Ero all'ottavo mese di gravidanza e mi trovavo nella nostra minuscola lavanderia, con una mano appoggiata sulla schiena dolorante e l'altra sulla curva della pancia. Fuori, l'inverno aveva completamente avvolto la strada. La brina si attaccava alle finestre. Il vento grattava contro la casa come unghie.
Un cesto pieno di biancheria era ai miei piedi.
Ryan era sulla soglia, con le braccia incrociate, e fissava la lavatrice come se fosse una specie di nemica.
"Non accenderla", disse.
Lo guardai sbattendo le palpebre. "Cosa?"
"La lavatrice", disse, con tono più brusco. "Sai quanta elettricità consuma?"
Per poco non scoppiai a ridere perché pensavo davvero che non potesse essere serio.
"Ryan, fuori fa un freddo cane. E sono esausta."
Guardò la mia pancia, poi di nuovo il mio viso.
«Sei incinta, Emily. Non sei indifesa.»
Quelle parole mi hanno ferito più di quanto volessi ammettere.
Ho amato quest'uomo per quattro anni. Siamo stati sposati per due. Ho costruito la mia vita sull'idea che fossimo una squadra. Quando abbiamo scoperto che ero incinta, ha pianto nello studio del medico e mi ha baciato la fronte, sussurrandomi: «Mi prenderò cura di entrambi.»
Per un po' gli ho creduto.
Ma a un certo punto, durante l'ottavo mese di gravidanza, mio marito è cambiato.
O forse non è cambiato.
Forse ho finalmente iniziato a vedere chi fosse veramente.
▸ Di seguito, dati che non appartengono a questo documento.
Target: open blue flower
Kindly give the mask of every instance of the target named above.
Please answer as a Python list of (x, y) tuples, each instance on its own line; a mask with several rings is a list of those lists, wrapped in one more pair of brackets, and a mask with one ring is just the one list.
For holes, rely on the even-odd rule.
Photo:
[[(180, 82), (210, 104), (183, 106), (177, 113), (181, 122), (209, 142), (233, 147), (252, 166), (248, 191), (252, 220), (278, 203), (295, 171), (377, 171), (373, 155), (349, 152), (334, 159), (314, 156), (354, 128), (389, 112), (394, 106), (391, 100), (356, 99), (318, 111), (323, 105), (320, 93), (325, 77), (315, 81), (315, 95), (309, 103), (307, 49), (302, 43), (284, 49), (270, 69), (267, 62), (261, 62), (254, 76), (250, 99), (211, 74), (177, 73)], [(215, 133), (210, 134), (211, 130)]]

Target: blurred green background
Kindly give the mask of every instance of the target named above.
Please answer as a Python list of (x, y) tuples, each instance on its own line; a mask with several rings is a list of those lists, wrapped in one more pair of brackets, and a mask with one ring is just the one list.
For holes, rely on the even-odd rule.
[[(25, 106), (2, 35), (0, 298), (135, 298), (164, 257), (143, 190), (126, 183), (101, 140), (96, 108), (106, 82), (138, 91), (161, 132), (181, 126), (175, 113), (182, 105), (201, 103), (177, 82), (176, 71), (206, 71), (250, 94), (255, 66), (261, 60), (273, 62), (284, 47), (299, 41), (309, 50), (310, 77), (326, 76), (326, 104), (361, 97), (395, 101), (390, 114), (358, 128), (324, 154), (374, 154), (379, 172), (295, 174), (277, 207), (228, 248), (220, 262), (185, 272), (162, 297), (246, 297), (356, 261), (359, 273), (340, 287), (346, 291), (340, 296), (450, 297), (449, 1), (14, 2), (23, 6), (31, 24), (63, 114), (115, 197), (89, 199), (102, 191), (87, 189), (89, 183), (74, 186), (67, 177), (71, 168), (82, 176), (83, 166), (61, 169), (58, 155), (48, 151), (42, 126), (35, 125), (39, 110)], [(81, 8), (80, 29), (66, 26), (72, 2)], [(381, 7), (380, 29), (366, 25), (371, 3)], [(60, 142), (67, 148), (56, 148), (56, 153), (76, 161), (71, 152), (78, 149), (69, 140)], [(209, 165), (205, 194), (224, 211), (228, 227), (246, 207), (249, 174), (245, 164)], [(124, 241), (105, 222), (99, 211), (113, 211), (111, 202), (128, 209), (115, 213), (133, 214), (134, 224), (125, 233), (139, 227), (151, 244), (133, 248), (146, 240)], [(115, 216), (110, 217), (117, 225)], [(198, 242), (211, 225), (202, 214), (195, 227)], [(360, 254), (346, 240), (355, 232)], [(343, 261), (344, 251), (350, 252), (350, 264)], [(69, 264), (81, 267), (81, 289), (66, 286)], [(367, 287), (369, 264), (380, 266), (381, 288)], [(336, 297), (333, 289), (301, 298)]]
All'inizio, si trattava di piccole cose.
Si lamentava della spesa.
Poi, delle spese mediche.
Poi, delle bollette del riscaldamento.
Poi, del costo delle vitamine.
Apriva le buste al tavolo della cucina e sospirava drammaticamente, come se la mia gravidanza fosse un disastro finanziario che mi ero procurata da sola.
«Dobbiamo essere più furbi», diceva.
«Capisco», rispondevo.
Perché capivo davvero.
Sapevo che la vita costava. Sapevo che un bambino avrebbe cambiato tutto. Ero disposta a risparmiare dove possibile.
Ma non avrei mai immaginato che «risparmiare» significasse inginocchiarmi accanto a una bacinella di plastica piena d'acqua gelida, lavandogli a mano le camicie mentre i miei piedi gonfi pulsavano e le mie dita diventavano rosse.
Quella sera, tirò fuori dal garage una vecchia bacinella blu, la mise sul pavimento della lavanderia e la riempì d'acqua fredda.
«Anche l'acqua calda costa», disse.
Lo fissai.
«Ryan, ti prego.»
Chinò la testa. «Ti prego cosa?»
«Non posso farlo tutte le settimane.»
«Certo che puoi», rispose. «Le donne lo facevano sempre prima che esistessero le lavatrici.»
Avrei voluto ribattere. Avrei voluto chiedergli se quelle donne fossero all'ottavo mese di gravidanza, nel pieno dell'inverno di Denver, con un bambino che premeva contro le costole e la schiena in fiamme per aver portato in grembo un'altra vita.
Ma non dissi nulla.
Avevo imparato che discutere con Ryan non portava mai a una comprensione reciproca. Finiva nel silenzio. O con porte sbattute. O con lui che mi accusava di essere ingrata.
Così mi inginocchiai con cautela.
Nell'istante in cui le mie mani toccarono l'acqua, sussultai.
Era così fredda che mi faceva male.
Ryan mi guardò per qualche secondo e poi distolse lo sguardo.
"Vado a guardare la TV", disse. "Non restare sveglia tutta la notte."
Ecco come è iniziato tutto.
Non con le urla.
Non con la violenza.
Non con un drammatico segnale di avvertimento.
Un marito che dice alla moglie incinta che una lavatrice costa troppo.
E una moglie troppo stanca, troppo spaventata e troppo disperata di salvare il suo matrimonio per dire di no. A solo scopo illustrativo.